Regular lunchbox versus FP lunchbox
Regular lunchbox versus FP lunchbox
No crying over spilt milk!
No crying over spilt milk!

-Cheri

What is your most amazing garage sale find?

Greetings to my fellow family blogettes. I would like to ask all of you, “What is the bestest or favoritest item (you feel) that you have picked up at a garage sale, auction, rummage or even an antique store.

I know what mine is, but I am really not so sure what yours are. So, get your thinking caps on and start perusing your favorite finds. This challenge should be a lot of fun.

Cheri

Garage Sale Find, always keep looking…

Blue Refrigerator Pitcher
Blue Refrigerator Pitcher

This is a good find with a good story. I love old pitchers and anything refrigerator related. Sis pointed this out to me while on her way to other things. (See, I told you she sees all the good stuff.) I stepped casually in front of a few others whom it turns out wanted something else…but you can never be too careful when there’s an item that meets two of your collectible criteria. Keep those elbows out and pointed. You can imagine my disappointment when I noticed that the lid had the pivoting end broken off. I was going to buy it anyway because the price was too good to be true, however, I wouldn’t be able to use it the way it was meant to be used. Who among us would want to take a lid off and have to place it on the table when you could slip it open ever so casually with your thumb? That’s the genius of marketing. Then I noticed that the break looked very new and since our motto is ‘always keep looking,’ I nudged the sis.

me: “Do you think that this piece could be somewhere here?”

sis: “I dont know go look for yourself.”

me: “I did but I can’t find it. I wonder if it’s still in the house?”

sis: “What do you want me to do about it? I’m busy with these skeleton keys.”

me: “Ask them for me, please?”

And of course, she does–after she secures the keys. And of course, they are quite willing to oblige. Everyone likes her. It’s not fair. But she’s too nice and will let me make her do the asking. Sis got permission, marched into the kitchen, reached into the cupboard and produced the pivoting end. Just like that–Magic. I took the pitcher home, glued the lid together and it is living happily on my shelf.

Shelf of Pitchers
Shelf of Pitchers

I took a picture of the mend to show that cracks are very subtle. If you can put something back together it’s almost as good as new and it’s always cheaper.

Lid Mend
Lid Mend

-Lynne

It’s Saturday and Garage Sales

My sister is the master of garage sales and I refuse to go to a sale without her. I can walk through a sale and see nothing, nothing and more nothing. I go home and start muttering things. Not good things. “I wasted my gas for this! Does everybody buy from the same stores? Are all the vintage items stored away in collections?” But when my sis is along the world is our shopping mall. She sees the shelves I’ve been wanting in the back corner under a furnace, the comforter that is just perfect for padding my couch cushion in a box covered by Happy Meal toys and that vintage kitchen utensil with the red handle hiding in a carton of plastic lids. I don’t pretend to understand it. She’s a genius and I float behind in her tailwind gathering the good finds.

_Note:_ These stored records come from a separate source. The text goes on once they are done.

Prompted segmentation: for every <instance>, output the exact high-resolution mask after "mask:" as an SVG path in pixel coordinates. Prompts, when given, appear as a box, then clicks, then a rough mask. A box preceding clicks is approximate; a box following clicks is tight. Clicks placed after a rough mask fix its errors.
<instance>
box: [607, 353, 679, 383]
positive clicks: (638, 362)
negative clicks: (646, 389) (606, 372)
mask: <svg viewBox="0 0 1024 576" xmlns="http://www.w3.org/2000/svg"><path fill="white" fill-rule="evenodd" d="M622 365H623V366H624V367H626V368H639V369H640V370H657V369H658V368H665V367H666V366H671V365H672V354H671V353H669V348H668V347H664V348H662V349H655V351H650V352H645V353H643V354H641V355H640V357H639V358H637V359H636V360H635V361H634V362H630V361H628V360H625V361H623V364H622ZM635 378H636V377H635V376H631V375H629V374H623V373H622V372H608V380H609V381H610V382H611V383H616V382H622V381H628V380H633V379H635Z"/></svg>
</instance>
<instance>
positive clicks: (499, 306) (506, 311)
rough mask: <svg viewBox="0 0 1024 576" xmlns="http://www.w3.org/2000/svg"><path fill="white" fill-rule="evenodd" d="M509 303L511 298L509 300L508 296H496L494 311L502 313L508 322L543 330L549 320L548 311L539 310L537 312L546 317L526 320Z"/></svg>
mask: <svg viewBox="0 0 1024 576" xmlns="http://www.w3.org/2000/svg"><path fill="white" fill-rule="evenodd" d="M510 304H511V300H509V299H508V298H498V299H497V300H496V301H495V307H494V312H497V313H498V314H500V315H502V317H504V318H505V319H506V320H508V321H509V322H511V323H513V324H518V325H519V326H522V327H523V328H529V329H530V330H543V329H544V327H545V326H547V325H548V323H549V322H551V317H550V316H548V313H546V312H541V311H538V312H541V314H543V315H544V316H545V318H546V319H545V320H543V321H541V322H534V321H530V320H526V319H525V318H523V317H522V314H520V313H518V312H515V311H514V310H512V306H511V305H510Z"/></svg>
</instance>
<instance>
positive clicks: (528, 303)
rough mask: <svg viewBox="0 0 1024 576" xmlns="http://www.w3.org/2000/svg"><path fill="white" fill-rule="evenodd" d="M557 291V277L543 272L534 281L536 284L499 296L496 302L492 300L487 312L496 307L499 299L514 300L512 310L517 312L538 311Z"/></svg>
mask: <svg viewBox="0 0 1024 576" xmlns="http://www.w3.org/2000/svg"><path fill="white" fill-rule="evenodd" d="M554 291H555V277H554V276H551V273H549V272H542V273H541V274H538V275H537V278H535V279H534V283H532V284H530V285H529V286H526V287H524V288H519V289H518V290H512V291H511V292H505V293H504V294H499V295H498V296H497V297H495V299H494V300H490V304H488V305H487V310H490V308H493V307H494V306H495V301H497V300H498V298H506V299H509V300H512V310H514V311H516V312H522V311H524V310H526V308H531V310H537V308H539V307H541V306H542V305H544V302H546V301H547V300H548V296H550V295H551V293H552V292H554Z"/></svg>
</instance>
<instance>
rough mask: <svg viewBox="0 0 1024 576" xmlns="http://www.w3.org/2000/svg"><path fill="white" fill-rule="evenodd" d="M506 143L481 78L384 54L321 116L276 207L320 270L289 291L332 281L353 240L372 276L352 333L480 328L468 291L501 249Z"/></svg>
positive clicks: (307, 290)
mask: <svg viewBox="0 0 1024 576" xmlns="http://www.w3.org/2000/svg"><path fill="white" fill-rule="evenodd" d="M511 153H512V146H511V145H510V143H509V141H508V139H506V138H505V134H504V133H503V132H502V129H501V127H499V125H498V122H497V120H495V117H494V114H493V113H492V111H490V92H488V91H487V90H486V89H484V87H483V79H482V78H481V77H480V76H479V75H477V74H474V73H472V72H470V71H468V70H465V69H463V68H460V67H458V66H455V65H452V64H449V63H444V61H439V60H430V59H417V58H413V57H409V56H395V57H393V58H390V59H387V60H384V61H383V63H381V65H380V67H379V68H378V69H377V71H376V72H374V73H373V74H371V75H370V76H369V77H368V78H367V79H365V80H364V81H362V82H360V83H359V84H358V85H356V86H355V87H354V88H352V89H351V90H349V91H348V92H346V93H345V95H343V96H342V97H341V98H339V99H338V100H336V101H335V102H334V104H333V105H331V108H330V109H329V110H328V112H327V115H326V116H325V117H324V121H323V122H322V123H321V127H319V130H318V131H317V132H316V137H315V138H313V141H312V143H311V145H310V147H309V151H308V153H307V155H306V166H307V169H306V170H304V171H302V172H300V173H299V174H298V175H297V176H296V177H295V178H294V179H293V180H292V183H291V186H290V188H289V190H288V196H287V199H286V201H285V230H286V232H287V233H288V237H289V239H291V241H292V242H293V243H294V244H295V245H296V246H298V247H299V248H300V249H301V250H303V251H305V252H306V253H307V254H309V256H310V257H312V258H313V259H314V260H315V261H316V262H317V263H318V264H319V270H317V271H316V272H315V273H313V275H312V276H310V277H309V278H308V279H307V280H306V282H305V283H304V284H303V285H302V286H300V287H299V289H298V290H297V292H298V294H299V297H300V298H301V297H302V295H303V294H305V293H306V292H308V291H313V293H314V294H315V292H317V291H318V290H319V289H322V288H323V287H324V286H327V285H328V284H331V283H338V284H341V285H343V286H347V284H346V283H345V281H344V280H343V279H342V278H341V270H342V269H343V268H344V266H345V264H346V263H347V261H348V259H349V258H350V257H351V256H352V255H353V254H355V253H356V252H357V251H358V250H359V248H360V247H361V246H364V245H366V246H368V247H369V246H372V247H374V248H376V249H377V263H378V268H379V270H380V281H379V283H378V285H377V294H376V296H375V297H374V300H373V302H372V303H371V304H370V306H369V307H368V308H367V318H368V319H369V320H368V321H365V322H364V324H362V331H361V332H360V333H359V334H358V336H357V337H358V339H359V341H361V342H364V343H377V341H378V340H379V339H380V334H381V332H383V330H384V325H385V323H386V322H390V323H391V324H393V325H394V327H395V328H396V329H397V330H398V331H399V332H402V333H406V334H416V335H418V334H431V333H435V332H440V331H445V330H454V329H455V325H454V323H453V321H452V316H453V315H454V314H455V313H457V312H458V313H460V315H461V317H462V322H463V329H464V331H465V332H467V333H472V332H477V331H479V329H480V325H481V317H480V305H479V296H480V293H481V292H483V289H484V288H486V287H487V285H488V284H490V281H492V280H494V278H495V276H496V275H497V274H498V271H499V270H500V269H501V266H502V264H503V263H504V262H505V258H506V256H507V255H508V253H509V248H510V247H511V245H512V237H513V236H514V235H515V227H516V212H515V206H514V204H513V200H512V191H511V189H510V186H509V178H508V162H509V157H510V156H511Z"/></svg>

It was hot today and getting hotter, but we found some cool deals. Our first sale was so much fun that we didn’t need to go anywhere else. Of course we did go elsewhere but that urge for the hunt had been satisfied and anything else we found would be gravy.

Chicago is the nearest city with an Ikea and I have despaired of ever getting there. Two and a half hours is not really that long to spend in a car, but the thought of traffic and the cost of gas have kept me rooted in this small town. Anyway I found some items from Ikea at a sale today. I don’t know what they are but I bought them because I figure I can go on the internet and learn the details later. That is the way to shop a garage sale.